Initial commit - wr - Translate a term via WordReference.com
 (HTM) hg clone https://bitbucket.org/iamleot/wr
 (DIR) Log
 (DIR) Files
 (DIR) Refs
 (DIR) README
       ---
 (DIR) changeset b39ff5cc15f86bfd16630cfd18db3b5df8f18d2a
 (HTM) Author: Leonardo Taccari <iamleot@gmail.com>
       Date:   Wed,  2 Oct 2019 15:35:18 
       
       Initial commit
       
       Diffstat:
        README |    7 ++
        wr.py  |  155 +++++++++++++++++++++++++++++++++++++++++++++++++++++++++++++++++
        2 files changed, 162 insertions(+), 0 deletions(-)
       ---
       diff -r 000000000000 -r b39ff5cc15f8 README
       --- /dev/null   Thu Jan 01 00:00:00 1970 +0000
       +++ b/README    Wed Oct 02 15:35:18 2019 +0200
       @@ -0,0 +1,7 @@
       +wr is a Python 3 script/module to translate term by using
       +WordReference.com, e.g.:
       +
       +    % wr enit example
       +    example [n] (typical instance): esempio
       +    example [n] (ideal, model): esemplare
       +    example [sth]⇒ [vtr] rare, often passive (give example): fare un esempio di
       diff -r 000000000000 -r b39ff5cc15f8 wr.py
       --- /dev/null   Thu Jan 01 00:00:00 1970 +0000
       +++ b/wr.py     Wed Oct 02 15:35:18 2019 +0200
       @@ -0,0 +1,155 @@
       +#!/usr/pkg/bin/python3.7
       +
       +#
       +# Copyright (c) 2019 Leonardo Taccari
       +# All rights reserved.
       +#
       +# Redistribution and use in source and binary forms, with or without
       +# modification, are permitted provided that the following conditions
       +# are met:
       +#
       +# 1. Redistributions of source code must retain the above copyright
       +#    notice, this list of conditions and the following disclaimer.

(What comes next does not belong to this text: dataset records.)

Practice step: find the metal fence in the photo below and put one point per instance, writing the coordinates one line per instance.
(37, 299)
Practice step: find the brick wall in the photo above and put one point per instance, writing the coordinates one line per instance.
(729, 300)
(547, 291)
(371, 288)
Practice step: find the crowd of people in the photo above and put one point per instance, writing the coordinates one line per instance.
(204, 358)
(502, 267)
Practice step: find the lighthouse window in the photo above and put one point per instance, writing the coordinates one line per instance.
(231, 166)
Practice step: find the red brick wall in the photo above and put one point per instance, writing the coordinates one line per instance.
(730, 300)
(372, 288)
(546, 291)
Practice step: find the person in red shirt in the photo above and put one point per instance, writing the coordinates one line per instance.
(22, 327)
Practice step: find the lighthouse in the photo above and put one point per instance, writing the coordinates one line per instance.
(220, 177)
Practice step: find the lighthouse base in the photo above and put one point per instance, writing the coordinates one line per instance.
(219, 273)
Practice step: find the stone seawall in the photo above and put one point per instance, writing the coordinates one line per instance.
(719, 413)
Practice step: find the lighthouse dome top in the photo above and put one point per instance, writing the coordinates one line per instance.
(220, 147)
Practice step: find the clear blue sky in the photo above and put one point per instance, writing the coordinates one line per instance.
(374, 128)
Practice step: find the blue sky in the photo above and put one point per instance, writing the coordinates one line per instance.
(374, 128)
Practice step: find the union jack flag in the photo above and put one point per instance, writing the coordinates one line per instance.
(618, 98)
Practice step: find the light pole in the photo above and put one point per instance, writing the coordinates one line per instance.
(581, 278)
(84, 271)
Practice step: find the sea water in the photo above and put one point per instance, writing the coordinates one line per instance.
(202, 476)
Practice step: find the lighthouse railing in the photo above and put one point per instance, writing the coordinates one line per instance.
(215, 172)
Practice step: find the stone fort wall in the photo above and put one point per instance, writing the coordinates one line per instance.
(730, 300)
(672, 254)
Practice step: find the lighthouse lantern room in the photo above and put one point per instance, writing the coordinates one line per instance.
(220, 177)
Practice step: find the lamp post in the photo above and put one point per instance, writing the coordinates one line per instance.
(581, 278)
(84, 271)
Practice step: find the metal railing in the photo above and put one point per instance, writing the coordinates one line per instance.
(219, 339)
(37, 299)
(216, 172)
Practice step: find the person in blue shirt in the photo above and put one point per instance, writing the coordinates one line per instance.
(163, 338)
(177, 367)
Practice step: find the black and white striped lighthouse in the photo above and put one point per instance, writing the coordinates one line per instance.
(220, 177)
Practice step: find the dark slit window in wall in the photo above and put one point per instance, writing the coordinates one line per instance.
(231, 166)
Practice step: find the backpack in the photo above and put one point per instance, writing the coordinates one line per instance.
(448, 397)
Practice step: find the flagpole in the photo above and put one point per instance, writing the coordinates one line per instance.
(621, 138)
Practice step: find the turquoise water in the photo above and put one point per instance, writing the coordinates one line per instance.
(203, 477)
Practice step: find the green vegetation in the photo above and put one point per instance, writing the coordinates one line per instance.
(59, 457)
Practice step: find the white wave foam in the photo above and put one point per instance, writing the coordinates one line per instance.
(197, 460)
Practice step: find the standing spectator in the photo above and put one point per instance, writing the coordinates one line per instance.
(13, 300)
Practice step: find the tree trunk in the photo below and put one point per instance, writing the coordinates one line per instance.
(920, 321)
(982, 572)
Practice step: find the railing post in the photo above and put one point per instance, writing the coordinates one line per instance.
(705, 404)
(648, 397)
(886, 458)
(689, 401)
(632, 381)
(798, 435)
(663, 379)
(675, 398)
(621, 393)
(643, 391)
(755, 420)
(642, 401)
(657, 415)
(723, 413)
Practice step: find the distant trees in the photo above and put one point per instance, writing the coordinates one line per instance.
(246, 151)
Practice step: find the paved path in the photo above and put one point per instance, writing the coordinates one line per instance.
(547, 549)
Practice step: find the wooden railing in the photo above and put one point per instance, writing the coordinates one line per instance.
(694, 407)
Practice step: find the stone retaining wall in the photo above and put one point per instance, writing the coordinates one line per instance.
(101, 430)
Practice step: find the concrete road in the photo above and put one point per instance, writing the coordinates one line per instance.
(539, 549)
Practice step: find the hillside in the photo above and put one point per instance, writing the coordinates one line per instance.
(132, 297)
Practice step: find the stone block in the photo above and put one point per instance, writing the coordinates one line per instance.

       +# 2. Redistributions in binary form must reproduce the above copyright
       +#    notice, this list of conditions and the following disclaimer in the
       +#    documentation and/or other materials provided with the distribution.
       +#
       +# THIS SOFTWARE IS PROVIDED BY THE COPYRIGHT HOLDERS AND CONTRIBUTORS
       +# "AS IS" AND ANY EXPRESS OR IMPLIED WARRANTIES, INCLUDING, BUT NOT LIMITED
       +# TO, THE IMPLIED WARRANTIES OF MERCHANTABILITY AND FITNESS FOR A PARTICULAR
       +# PURPOSE ARE DISCLAIMED. IN NO EVENT SHALL THE COPYRIGHT HOLDER OR CONTRIBUTORS
       +# BE LIABLE FOR ANY DIRECT, INDIRECT, INCIDENTAL, SPECIAL, EXEMPLARY, OR
       +# CONSEQUENTIAL DAMAGES (INCLUDING, BUT NOT LIMITED TO, PROCUREMENT OF
       +# SUBSTITUTE GOODS OR SERVICES; LOSS OF USE, DATA, OR PROFITS; OR BUSINESS
       +# INTERRUPTION) HOWEVER CAUSED AND ON ANY THEORY OF LIABILITY, WHETHER IN
       +# CONTRACT, STRICT LIABILITY, OR TORT (INCLUDING NEGLIGENCE OR OTHERWISE)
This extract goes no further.